Sofokles’in intikam temalı tragedyası ‘Elektra’, Işıl Kasapoğlu rejisiyle İstanbul Devlet Tiyatrosu sahnelerinde.
Aşk, ihanet, intikam, cinayet ve akla gelebilecek her türlü melanet, insanlık tarihiyle yaşıt olduğundan Antik Yunan tragedyaları da bütün bunları bol miktarda içinde barındırarak dünün ve bugünün karanlığına ışık tutmaya devam ediyorlar. Hani neden eskimiyorlar, bundan eskimiyorlar. Bir “Elektra”, hiçbir zaman “Şimdi zamanı mı?” dedirtmiyor. Hep zamanı.

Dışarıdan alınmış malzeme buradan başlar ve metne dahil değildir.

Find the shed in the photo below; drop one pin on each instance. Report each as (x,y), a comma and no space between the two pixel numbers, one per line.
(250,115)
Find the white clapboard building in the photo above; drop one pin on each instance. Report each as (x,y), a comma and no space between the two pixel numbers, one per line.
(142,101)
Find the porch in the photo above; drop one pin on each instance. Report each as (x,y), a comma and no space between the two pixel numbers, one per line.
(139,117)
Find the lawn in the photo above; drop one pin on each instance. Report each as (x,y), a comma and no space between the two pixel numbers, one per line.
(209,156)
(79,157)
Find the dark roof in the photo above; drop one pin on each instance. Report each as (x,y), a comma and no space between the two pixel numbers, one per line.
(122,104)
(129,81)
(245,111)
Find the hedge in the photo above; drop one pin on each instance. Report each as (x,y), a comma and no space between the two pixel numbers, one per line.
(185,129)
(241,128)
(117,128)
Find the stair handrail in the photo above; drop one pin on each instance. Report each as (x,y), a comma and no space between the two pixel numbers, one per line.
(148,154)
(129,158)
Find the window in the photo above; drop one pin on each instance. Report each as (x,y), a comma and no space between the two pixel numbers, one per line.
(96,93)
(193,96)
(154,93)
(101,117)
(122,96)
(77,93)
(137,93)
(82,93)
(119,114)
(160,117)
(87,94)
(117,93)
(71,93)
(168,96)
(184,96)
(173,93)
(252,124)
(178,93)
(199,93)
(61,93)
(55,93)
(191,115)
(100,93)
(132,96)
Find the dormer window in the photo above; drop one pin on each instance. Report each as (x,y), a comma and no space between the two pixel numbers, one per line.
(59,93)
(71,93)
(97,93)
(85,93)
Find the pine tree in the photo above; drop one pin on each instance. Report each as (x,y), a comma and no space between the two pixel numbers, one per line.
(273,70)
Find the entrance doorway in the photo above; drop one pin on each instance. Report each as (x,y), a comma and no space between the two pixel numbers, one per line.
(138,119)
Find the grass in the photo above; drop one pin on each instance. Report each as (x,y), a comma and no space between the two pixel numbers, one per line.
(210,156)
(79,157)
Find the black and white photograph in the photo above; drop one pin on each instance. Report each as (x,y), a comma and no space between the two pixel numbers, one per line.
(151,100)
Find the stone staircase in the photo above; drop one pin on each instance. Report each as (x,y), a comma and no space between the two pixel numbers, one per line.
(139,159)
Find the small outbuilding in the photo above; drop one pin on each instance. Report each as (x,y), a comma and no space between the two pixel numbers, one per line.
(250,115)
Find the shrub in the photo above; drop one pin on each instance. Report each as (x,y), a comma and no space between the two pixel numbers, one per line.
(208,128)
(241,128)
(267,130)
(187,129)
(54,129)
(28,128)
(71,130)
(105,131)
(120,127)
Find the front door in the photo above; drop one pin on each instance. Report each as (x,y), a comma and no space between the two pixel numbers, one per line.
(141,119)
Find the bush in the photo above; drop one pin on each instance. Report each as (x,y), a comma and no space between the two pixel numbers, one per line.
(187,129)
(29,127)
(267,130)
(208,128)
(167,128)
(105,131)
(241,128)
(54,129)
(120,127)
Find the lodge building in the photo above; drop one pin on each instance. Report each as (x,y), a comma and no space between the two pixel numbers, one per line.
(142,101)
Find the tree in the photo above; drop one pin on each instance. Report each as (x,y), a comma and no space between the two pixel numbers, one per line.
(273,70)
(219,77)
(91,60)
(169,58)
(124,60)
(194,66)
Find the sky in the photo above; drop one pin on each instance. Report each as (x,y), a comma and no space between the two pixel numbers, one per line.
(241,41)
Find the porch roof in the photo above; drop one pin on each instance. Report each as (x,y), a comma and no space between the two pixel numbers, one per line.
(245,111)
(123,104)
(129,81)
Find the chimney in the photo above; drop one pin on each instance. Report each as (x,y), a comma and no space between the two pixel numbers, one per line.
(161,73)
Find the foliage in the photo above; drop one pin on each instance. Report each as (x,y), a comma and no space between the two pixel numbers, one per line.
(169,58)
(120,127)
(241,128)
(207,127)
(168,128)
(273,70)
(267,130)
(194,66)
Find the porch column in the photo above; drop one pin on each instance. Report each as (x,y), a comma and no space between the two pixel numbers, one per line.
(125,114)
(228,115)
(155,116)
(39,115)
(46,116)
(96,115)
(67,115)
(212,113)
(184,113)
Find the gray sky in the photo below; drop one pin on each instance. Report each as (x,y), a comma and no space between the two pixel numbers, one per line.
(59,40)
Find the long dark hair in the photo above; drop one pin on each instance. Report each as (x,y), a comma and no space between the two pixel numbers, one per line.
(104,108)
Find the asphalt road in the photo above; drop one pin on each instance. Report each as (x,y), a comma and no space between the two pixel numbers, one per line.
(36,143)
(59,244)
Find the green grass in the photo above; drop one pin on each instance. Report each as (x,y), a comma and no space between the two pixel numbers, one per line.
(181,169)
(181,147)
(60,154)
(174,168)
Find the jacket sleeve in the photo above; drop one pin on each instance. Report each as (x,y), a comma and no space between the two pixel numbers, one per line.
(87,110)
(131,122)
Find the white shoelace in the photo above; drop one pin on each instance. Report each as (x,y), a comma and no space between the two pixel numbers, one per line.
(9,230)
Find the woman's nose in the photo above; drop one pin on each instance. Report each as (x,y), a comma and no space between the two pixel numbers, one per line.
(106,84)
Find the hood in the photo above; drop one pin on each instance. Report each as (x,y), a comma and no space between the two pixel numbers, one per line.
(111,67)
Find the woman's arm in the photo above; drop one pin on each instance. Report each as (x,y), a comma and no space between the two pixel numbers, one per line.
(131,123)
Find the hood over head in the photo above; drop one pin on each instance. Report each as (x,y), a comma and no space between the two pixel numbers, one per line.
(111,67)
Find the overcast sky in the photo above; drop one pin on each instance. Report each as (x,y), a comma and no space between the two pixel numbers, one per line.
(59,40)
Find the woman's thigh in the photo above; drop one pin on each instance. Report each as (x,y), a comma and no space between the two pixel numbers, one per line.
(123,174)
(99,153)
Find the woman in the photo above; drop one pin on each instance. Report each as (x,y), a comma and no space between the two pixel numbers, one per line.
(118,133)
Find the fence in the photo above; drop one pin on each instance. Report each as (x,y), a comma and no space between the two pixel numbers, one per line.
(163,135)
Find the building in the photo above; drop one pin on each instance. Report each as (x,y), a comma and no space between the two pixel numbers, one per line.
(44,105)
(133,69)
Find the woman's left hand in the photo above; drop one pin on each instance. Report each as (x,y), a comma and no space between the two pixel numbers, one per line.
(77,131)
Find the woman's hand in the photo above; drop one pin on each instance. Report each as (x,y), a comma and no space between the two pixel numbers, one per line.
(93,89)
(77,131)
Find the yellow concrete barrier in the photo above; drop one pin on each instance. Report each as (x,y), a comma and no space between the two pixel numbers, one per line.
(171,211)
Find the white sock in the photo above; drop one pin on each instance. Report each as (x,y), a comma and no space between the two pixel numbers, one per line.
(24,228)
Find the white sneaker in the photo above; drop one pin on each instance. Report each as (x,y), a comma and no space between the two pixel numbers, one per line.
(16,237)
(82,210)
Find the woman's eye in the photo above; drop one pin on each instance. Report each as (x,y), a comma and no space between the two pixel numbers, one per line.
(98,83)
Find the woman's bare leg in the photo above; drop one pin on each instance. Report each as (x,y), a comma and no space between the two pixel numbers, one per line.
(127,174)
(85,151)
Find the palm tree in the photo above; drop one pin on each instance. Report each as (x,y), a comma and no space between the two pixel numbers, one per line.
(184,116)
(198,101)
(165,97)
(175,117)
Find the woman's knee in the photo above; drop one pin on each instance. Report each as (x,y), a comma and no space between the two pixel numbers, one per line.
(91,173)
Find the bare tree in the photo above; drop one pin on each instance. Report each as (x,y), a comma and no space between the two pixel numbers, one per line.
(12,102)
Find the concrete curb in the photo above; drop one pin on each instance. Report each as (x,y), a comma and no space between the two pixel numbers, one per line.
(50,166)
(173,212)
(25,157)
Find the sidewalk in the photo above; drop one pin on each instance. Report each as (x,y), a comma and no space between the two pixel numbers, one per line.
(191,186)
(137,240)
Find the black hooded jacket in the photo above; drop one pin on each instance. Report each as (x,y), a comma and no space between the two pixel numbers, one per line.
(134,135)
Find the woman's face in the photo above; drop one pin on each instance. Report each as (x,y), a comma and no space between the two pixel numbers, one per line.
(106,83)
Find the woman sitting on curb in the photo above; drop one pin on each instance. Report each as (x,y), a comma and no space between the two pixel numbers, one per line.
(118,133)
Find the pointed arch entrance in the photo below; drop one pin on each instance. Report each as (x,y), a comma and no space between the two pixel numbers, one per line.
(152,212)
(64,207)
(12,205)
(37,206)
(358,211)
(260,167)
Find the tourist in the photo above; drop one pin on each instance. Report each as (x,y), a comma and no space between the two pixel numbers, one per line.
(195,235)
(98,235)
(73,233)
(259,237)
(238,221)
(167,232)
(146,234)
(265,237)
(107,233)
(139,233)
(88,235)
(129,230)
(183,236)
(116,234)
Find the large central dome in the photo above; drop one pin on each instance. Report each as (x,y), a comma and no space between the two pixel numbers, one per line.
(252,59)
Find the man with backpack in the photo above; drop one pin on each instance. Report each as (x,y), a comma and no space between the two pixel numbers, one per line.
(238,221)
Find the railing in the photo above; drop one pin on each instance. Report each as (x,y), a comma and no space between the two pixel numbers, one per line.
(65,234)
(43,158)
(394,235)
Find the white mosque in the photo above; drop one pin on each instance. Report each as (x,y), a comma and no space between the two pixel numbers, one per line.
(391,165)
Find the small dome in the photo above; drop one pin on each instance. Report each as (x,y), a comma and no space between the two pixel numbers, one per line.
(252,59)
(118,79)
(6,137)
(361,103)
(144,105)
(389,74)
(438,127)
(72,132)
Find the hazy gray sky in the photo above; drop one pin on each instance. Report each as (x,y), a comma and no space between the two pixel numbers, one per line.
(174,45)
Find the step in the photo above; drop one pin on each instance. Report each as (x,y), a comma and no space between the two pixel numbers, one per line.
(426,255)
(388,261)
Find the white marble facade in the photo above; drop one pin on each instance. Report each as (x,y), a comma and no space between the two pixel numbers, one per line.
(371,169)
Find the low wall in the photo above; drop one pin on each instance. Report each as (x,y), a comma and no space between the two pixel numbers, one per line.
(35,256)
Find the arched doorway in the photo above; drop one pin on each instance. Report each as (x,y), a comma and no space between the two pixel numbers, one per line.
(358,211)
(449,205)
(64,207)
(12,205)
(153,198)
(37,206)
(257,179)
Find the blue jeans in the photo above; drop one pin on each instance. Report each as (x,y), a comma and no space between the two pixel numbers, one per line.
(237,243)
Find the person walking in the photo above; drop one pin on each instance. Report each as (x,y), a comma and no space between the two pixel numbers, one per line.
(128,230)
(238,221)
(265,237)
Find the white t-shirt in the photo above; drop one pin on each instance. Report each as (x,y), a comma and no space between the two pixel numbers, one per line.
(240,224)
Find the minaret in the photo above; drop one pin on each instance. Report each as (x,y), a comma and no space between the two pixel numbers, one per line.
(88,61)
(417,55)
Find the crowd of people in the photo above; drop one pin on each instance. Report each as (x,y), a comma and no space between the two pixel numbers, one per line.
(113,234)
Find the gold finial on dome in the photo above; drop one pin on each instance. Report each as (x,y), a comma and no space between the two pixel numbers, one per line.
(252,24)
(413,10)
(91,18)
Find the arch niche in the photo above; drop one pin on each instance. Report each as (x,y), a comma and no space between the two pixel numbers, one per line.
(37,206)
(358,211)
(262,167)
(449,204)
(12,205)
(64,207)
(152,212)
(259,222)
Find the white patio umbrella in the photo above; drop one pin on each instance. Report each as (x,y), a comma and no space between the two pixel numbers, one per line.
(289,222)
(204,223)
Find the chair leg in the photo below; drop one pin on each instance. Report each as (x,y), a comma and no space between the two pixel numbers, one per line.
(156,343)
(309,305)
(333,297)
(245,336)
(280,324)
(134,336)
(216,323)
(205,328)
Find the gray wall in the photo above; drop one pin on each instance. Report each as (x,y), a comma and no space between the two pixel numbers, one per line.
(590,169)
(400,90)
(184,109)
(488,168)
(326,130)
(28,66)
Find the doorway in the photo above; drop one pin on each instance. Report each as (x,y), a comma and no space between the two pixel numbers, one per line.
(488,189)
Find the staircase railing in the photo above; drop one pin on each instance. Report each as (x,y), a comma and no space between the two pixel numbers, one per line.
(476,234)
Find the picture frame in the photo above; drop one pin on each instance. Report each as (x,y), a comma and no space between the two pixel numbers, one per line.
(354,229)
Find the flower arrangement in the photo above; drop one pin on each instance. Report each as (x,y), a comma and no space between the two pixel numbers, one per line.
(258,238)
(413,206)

Elektra’nın babası, Troya Savaşı’nın muzaffer kumandanı Agamemnon, karısı Klytaimnestra tarafından öldürülmüştür. Elektra, annesini ve “kutsal evlilik yatağını kirlettiği” aşığı Egistos’u asla affetmemekte, onları yönetimindeki sarayda mutsuz bir esaret hayatı sürdürmekte ve güvenliği için küçükken uzaklara gönderilen kardeşi Orestes’in yurda dönüp babalarının intikamını alacağı günü beklemektedir. Sonunda Orestes döner dönmesine ama bir vazo içindeki külleriyle. Tabii acaba bu küller sahiden onun mudur?
Sadakat ve saygıyla
Sofokles’in en ünlü tragedyalarından ‘Elektra’, aynı metni 10 yıl önce İzmir DT’de de sahneleyen usta yönetmen Işıl Kasapoğlu’nun rejisiyle bu kez İstanbul Devlet Tiyatroları sahnelerinde. Ve tam da kendisinden bekleneceği gibi metne tam bir sadakat ve saygıyla, olabilecek en sade, en yalın şekilde. Birkaç küçük aksesuvar dışında bembeyaz, boş bir sahne, o beyazlığı sahnenin duygusunun rengine boyayan ışık, bir de ışıl ışıl sesiyle seyirciyi başka âlemlere taşıyan kontrtenor Nuri Harun Ateş’in sesi, Alper Maral’ın müziği.
Ağırlık oyuncularda
Bunların dışında iş ağırlıklı olarak oyunculara düşüyor ki özellikle Elektra’yı oynayan Özlem Öçalmaz saçının telinden tırnağının ucuna kadar bütün öfkesi, acısı, nefretiyle tek kişilik intikam timine dönüşmüş durumda. Lalada Fikret Urucu bulunduğu sahneye anında dinamizm katan çok renkli bir oyuncu. Klytaimnestra’da Kübra Tektaş da oyunun dikkat çeken isimlerinden biri. Orestes’i oynayan Uzay Gökhan Irmak’ın ise konuşmalarını duymak, anlamak pek mümkün olmuyor.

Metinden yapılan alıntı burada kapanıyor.